AUTHOR=Palasuberniam Praneetha , Chan Yi Wei , Tan Kae Yi , Tan Choo Hock TITLE=Snake Venom Proteomics of Samar Cobra (Naja samarensis) from the Southern Philippines: Short Alpha-Neurotoxins as the Dominant Lethal Component Weakly Cross-Neutralized by the Philippine Cobra Antivenom JOURNAL=Frontiers in Pharmacology VOLUME=12 YEAR=2021 URL=https://www.frontiersin.org/journals/pharmacology/articles/10.3389/fphar.2021.727756 DOI=10.3389/fphar.2021.727756 ISSN=1663-9812 ABSTRACT=

The Samar Cobra, Naja samarensis, is endemic to the southern Philippines and is a WHO-listed Category 1 venomous snake species of medical importance. Envenomation caused by N. samarensis results in neurotoxicity, while there is no species-specific antivenom available for its treatment. The composition and neutralization of N. samarensis venom remain largely unknown to date. This study thus aimed to investigate the venom proteome of N. samarensis for a comprehensive profiling of the venom composition, and to examine the immunorecognition as well as neutralization of its toxins by a hetero-specific antivenom.

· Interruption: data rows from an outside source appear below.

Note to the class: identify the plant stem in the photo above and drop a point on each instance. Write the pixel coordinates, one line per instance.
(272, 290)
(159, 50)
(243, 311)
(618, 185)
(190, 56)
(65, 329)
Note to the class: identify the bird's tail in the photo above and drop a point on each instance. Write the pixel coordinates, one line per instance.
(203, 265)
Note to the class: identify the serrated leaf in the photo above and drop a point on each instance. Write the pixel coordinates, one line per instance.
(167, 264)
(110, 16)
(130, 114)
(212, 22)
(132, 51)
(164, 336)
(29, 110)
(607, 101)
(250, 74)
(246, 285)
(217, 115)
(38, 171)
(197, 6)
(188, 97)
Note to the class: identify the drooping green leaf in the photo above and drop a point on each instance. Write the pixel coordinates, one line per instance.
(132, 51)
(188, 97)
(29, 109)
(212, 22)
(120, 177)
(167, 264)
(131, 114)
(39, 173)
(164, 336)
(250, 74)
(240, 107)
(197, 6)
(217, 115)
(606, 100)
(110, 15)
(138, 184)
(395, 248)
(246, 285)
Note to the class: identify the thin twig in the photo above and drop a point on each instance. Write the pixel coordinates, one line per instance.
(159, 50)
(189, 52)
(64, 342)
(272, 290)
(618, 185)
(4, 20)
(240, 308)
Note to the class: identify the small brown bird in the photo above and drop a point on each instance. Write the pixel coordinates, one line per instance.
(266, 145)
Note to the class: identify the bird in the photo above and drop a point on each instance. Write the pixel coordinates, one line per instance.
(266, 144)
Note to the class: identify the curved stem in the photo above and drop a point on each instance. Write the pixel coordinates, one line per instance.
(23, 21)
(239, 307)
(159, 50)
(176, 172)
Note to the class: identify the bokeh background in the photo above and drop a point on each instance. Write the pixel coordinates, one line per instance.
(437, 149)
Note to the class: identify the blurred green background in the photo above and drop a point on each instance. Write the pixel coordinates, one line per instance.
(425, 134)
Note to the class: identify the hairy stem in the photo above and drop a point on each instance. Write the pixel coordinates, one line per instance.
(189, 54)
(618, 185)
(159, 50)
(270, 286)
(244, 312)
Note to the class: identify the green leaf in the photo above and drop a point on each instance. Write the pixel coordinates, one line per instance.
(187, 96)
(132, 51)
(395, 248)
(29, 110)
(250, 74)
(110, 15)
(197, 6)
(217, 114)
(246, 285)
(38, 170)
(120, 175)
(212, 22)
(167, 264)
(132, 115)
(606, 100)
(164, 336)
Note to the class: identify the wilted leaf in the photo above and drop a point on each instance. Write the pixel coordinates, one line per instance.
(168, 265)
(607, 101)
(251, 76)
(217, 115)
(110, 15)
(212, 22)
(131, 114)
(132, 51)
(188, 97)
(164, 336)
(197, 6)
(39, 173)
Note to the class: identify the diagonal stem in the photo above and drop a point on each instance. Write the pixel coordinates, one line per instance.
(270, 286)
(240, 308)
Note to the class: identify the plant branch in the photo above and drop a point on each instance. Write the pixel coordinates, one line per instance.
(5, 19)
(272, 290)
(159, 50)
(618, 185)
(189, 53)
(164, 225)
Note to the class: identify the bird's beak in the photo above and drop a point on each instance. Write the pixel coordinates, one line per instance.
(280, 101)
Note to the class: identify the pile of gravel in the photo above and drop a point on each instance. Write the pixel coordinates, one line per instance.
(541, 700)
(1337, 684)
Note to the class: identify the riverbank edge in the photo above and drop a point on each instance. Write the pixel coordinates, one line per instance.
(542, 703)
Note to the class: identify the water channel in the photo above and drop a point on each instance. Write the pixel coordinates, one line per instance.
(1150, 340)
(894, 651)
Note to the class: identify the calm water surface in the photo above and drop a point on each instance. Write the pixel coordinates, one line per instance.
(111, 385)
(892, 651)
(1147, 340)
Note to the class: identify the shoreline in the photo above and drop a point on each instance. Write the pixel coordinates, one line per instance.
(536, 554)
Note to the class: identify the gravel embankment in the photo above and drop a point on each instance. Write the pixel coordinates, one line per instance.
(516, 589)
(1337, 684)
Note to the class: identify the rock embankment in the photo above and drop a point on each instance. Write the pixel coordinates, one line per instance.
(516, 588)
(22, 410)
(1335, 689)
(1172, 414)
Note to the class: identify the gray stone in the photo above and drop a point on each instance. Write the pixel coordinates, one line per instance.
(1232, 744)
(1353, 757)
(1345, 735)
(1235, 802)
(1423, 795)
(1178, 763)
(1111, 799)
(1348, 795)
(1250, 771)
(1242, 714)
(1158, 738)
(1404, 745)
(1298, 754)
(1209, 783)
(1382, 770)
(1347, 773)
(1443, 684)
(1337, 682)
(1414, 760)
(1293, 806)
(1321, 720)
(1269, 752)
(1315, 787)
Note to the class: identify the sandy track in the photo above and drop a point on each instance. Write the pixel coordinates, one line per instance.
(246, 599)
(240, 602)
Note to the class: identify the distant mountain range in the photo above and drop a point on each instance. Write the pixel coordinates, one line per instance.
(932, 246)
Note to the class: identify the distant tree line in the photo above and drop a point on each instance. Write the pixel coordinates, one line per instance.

Applying C18 reverse-phase high-performance liquid chromatography (RP-HPLC) and tandem mass spectrometry (LC-MS/MS), three-finger toxins (3FTx) were shown to dominate the venom proteome by 90.48% of total venom proteins. Other proteins in the venom comprised snake venom metalloproteinases, phospholipases A2, cysteine-rich secretory proteins, venom nerve growth factors, L-amino acid oxidases and vespryn, which were present at much lower abundances. Among all, short-chain alpha-neurotoxins (SαNTX) were the most highly expressed toxin within 3FTx family, constituting 65.87% of the total venom proteins. The SαNTX is the sole neurotoxic component of the venom and has an intravenous median lethal dose (LD50) of 0.18 μg/g in mice. The high abundance and low LD50 support the potent lethal activity of N. samarensis venom. The hetero-specific antivenom, Philippine Cobra Antivenom (PCAV, raised against Naja philippinensis) were immunoreactive toward the venom and its protein fractions, including the principal SαNTX. In efficacy study, PCAV was able to cross-neutralize the lethality of SαNTX albeit the effect was weak with a low potency of 0.20 mg/ml (defined as the amount of toxin completely neutralized per milliliter of the antivenom). With a volume of 5 ml, each vial of PCAV may cross-neutralize approximately 1 mg of the toxin in vivo. The findings support the potential para-specific use of PCAV in treating envenomation caused by N. samarensis while underscoring the need to improve the potency of its neutralization activity, especially against the highly lethal alpha-neurotoxins.